This week's practice focuses on mastering binary search algorithms through LeetCode problems.
The first problem is Binary Search. Below is the implementation:
int search(int* nums, int numsSize, int target) {
int left = 0;
int right = numsSize - 1;
while (left <= right) {
int mid = left + (right - left) / 2;
if (nums[mid] == target)
return mid;
else if (nums[mid] < target)
left = mid + 1;
else
right = mid - 1;
}
return -1;
}
Another variant of this problem is Search Insert Position.
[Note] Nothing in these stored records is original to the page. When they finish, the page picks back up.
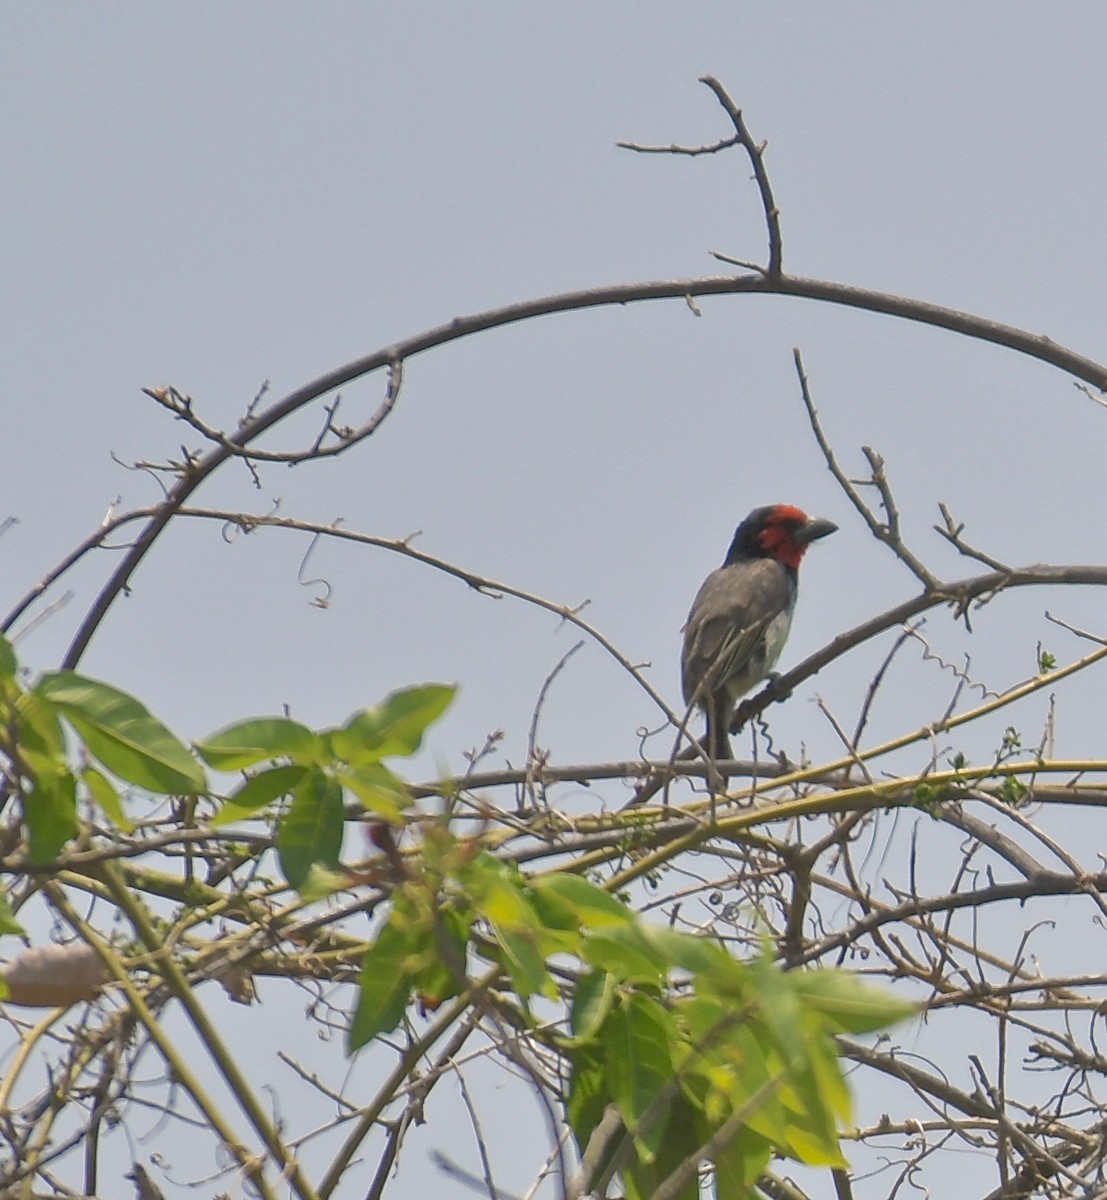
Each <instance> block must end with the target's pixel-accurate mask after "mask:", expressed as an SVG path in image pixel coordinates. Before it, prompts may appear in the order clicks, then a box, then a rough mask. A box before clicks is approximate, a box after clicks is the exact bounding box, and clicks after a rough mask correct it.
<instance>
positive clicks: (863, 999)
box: [791, 971, 918, 1033]
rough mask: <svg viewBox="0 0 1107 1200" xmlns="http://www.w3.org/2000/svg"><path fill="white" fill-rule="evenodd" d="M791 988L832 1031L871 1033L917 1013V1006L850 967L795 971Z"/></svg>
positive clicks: (791, 977) (917, 1007) (853, 1032)
mask: <svg viewBox="0 0 1107 1200" xmlns="http://www.w3.org/2000/svg"><path fill="white" fill-rule="evenodd" d="M791 980H792V988H794V989H795V990H796V994H797V995H798V996H800V997H801V1000H802V1001H803V1003H804V1004H806V1007H808V1008H809V1009H813V1010H814V1012H818V1013H819V1014H820V1015H821V1016H822V1019H824V1020H825V1021H826V1022H827V1025H828V1027H830V1028H831V1030H832V1032H834V1033H870V1032H872V1031H873V1030H882V1028H886V1027H887V1026H890V1025H894V1024H896V1022H897V1021H902V1020H905V1019H906V1018H909V1016H914V1015H916V1014H917V1013H918V1006H917V1004H915V1003H911V1002H910V1001H906V1000H902V998H900V997H899V996H893V995H892V994H891V992H890V991H886V990H885V989H882V988H874V986H873V985H872V984H869V983H864V982H863V980H861V979H858V978H857V976H855V974H852V973H850V972H849V971H795V972H792V973H791Z"/></svg>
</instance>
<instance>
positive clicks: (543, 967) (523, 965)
mask: <svg viewBox="0 0 1107 1200" xmlns="http://www.w3.org/2000/svg"><path fill="white" fill-rule="evenodd" d="M491 925H492V934H493V935H495V937H496V941H497V943H498V944H499V948H501V950H502V952H503V954H502V962H503V966H504V968H505V970H507V972H508V976H509V977H510V980H511V986H513V988H514V989H515V991H516V992H517V994H519V995H520V996H523V997H526V996H546V997H547V998H550V1000H556V998H557V989H556V988H555V986H554V980H552V979H551V978H550V973H549V971H546V962H545V959H544V958H543V954H541V950H540V949H539V947H538V943H537V940H535V937H534V934H533V932H532V931H531V930H529V929H511V928H510V926H508V925H501V924H497V923H496V922H491Z"/></svg>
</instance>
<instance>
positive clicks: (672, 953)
mask: <svg viewBox="0 0 1107 1200" xmlns="http://www.w3.org/2000/svg"><path fill="white" fill-rule="evenodd" d="M646 931H647V936H648V938H650V942H651V944H652V946H653V947H654V949H656V950H657V953H658V954H659V955H662V958H663V959H664V960H665V964H666V965H668V966H669V967H670V968H675V967H678V968H680V970H682V971H687V972H688V973H689V974H690V976H694V977H695V980H696V991H702V990H706V991H711V992H714V994H718V995H723V996H729V997H730V998H731V1000H744V998H746V996H747V994H748V991H749V970H748V967H747V966H746V964H743V962H738V961H736V960H735V959H732V958H731V956H730V954H728V952H726V950H725V949H723V947H722V946H719V943H718V942H716V941H714V940H713V938H710V937H706V936H704V935H701V934H682V932H680V930H675V929H658V928H654V926H647V930H646Z"/></svg>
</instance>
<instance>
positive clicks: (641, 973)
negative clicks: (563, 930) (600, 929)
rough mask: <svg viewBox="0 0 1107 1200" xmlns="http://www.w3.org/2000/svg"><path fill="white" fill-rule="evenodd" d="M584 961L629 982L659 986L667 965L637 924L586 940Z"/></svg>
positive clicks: (598, 933) (652, 942)
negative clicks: (589, 963) (606, 971)
mask: <svg viewBox="0 0 1107 1200" xmlns="http://www.w3.org/2000/svg"><path fill="white" fill-rule="evenodd" d="M582 955H584V959H585V961H586V962H590V964H591V965H592V966H594V967H599V968H600V970H602V971H609V972H610V973H611V974H614V976H615V977H616V978H617V979H621V980H624V982H628V983H645V984H652V985H654V986H659V985H660V983H662V980H663V979H664V978H665V976H666V973H668V968H669V964H668V962H666V961H665V958H664V955H663V954H660V953H659V952H658V949H657V947H656V946H654V944H653V942H652V941H651V940H650V937H648V935H647V934H646V932H645V931H644V930H642V928H641V926H640V925H638V924H632V925H618V926H612V928H610V929H602V930H598V931H596V932H594V934H590V935H588V937H586V938H585V943H584V947H582Z"/></svg>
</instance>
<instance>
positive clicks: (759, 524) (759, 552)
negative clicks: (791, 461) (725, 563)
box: [725, 504, 838, 570]
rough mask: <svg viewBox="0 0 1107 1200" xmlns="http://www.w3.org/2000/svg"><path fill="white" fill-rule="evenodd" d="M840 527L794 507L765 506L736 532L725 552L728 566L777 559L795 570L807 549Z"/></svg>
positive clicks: (786, 505)
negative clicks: (814, 542) (820, 539)
mask: <svg viewBox="0 0 1107 1200" xmlns="http://www.w3.org/2000/svg"><path fill="white" fill-rule="evenodd" d="M837 528H838V527H837V526H836V524H834V523H833V522H832V521H824V520H822V517H809V516H808V515H807V514H806V512H804V511H803V510H802V509H797V508H795V506H794V505H791V504H766V505H765V506H764V508H760V509H754V510H753V512H750V514H749V516H748V517H747V518H746V520H744V521H743V522H742V523H741V524H740V526H738V528H737V529H736V530H735V535H734V541H732V542H731V544H730V550H729V551H726V560H725V563H726V565H728V566H730V565H732V564H734V563H742V562H747V560H748V559H750V558H776V559H778V560H779V562H782V563H784V564H785V565H788V566H790V568H791V569H792V570H797V569H798V566H800V559H802V558H803V553H804V551H806V550H807V547H808V546H809V545H810V544H812V542H813V541H815V540H816V539H818V538H825V536H826V535H827V534H831V533H833V532H834V530H836V529H837Z"/></svg>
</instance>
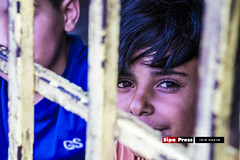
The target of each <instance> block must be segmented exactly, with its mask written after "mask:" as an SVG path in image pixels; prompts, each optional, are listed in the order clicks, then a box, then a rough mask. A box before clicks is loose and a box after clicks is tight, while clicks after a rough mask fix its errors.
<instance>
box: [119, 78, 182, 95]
mask: <svg viewBox="0 0 240 160" xmlns="http://www.w3.org/2000/svg"><path fill="white" fill-rule="evenodd" d="M136 86H137V84H136V83H134V82H133V81H132V80H129V79H119V80H118V83H117V87H118V90H119V91H120V92H121V91H126V92H127V91H130V90H131V89H134V88H135V87H136ZM149 87H152V88H153V89H155V90H156V91H157V92H165V93H174V92H176V91H178V89H179V88H181V84H180V83H179V82H178V81H176V80H174V79H162V80H159V81H158V82H157V83H153V84H151V83H150V85H149Z"/></svg>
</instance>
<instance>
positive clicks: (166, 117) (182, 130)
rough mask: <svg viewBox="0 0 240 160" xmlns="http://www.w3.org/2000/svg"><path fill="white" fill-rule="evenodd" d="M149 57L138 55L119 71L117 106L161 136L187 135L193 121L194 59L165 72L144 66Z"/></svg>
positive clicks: (193, 119) (156, 69) (195, 96)
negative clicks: (159, 134)
mask: <svg viewBox="0 0 240 160" xmlns="http://www.w3.org/2000/svg"><path fill="white" fill-rule="evenodd" d="M137 54H138V53H137ZM149 60H150V58H149V57H148V58H147V57H144V58H142V59H139V60H137V61H136V62H134V63H133V64H132V65H131V66H130V70H129V71H126V73H124V75H119V79H118V100H117V106H118V107H119V108H121V109H123V110H125V111H126V112H128V113H130V114H132V115H134V116H135V117H137V118H138V119H139V120H141V121H143V122H144V123H146V124H148V125H150V126H151V127H152V128H154V129H156V130H159V131H161V132H162V133H163V135H165V136H190V135H191V134H192V132H193V127H194V122H195V106H196V98H197V96H196V94H197V85H198V74H197V59H193V60H191V61H189V62H187V63H185V64H183V65H181V66H179V67H176V68H173V69H172V70H171V71H169V72H167V73H166V74H163V73H162V70H161V69H158V68H151V67H149V66H147V65H146V62H147V61H149ZM144 63H145V64H144Z"/></svg>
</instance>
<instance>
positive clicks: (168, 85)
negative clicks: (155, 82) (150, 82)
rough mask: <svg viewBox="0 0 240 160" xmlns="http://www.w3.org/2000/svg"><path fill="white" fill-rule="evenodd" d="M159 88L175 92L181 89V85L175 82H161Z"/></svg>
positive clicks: (168, 81) (163, 89) (166, 90)
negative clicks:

Here's an alternative solusion using a linear scan:
int searchInsert(int* nums, int numsSize, int target) {
for (int i = 0; i < numsSize; i++) {
if (nums[i] >= target)
return i;
}
return numsSize;
}
A more optimized version using binary search is shown below:
class Solution {
public:
int searchInsert(vector<int>& nums, int target) {
int left = 0, right = nums.size() - 1;
while (left <= right) {
int mid = left + (right - left) / 2;
if (nums[mid] < target)
left = mid + 1;
else
right = mid - 1;
}
return left;
}
};
For Find First and Last Position of Element in Sorted Array, we can use two binary searches to locate the boundaries:
int searchBoundary(int* nums, int numsSize, int target, bool isLeft) {
int left = 0, right = numsSize - 1, ans = numsSize;
while (left <= right) {
int mid = (left + right) / 2;
if (nums[mid] > target || (isLeft && nums[mid] >= target)) {
right = mid - 1;
ans = mid;
} else {
left = mid + 1;
}
}
return ans;
}
int* searchRange(int* nums, int numsSize, int target, int* returnSize) {
int* ret = malloc(sizeof(int) * 2);
memset(ret, -1, sizeof(ret));
*returnSize = 2;
int l = searchBoundary(nums, numsSize, target, true),
r = searchBoundary(nums, numsSize, target, false) - 1;
if (l != numsSize && nums[l] == target)
ret[0] = l, ret[1] = r;
return ret;
}
An efficient approach involves separate functions for finding left and right boundaries:
int findLeftBound(int* nums, int numsSize, int target) {
int left = 0, right = numsSize - 1;
while (left <= right) {
int mid = left + (right - left) / 2;
if (nums[mid] < target)
left = mid + 1;
else if (nums[mid] > target)
right = mid - 1;
else
right = mid - 1;
}
if (left < 0 || left >= numsSize)
return -1;
return nums[left] == target ? left : -1;
}
int findRightBound(int* nums, int numsSize, int target) {
int left = 0, right = numsSize - 1;
while (left <= right) {
int mid = left + (right - left) / 2;
if (nums[mid] < target)
left = mid + 1;
else if (nums[mid] > target)
right = mid - 1;
else
left = mid + 1;
}
if (right < 0 || right >= numsSize)
return -1;
return nums[right] == target ? right : -1;
}
int* searchRange(int* nums, int numsSize, int target, int* returnSize) {
int* res = (int*)malloc(sizeof(int) * 2);
res[0] = findLeftBound(nums, numsSize, target);
res[1] = findRightBound(nums, numsSize, target);
*returnSize = 2;
return res;
}
In Sqrt(x), binary search is used to find the integer square root:
int mySqrt(int x) {
int left = 0, right = x, ans = -1;
while (left <= right) {
int mid = left + (right - left) / 2;
if ((long long)mid * mid <= x) {
ans = mid;
left = mid + 1;
} else {
right = mid - 1;
}
}
return ans;
}
For Valid Perfect Square, one can also use a mathematical property involving odd numbers:
bool isPerfectSquare(int num) {
int odd = 1;
while (num > 0) {
num -= odd;
odd += 2;
}
return num == 0;
}
Alternatively, a binary search approach can be applied:
bool isPerfectSquare(int num) {
int left = 0, right = num;
while (left <= right) {
int mid = (right - left) / 2 + left;
long square = (long)mid * mid;
if (square < num)
left = mid + 1;
else if (square > num)
right = mid - 1;
else
return true;
}
return false;
}
It's crucial to memorize the binary search framework and distinguish between closed intervals [left, right] and half-open intervals [left, right). Exploring variations of binary search will further enhance understanding.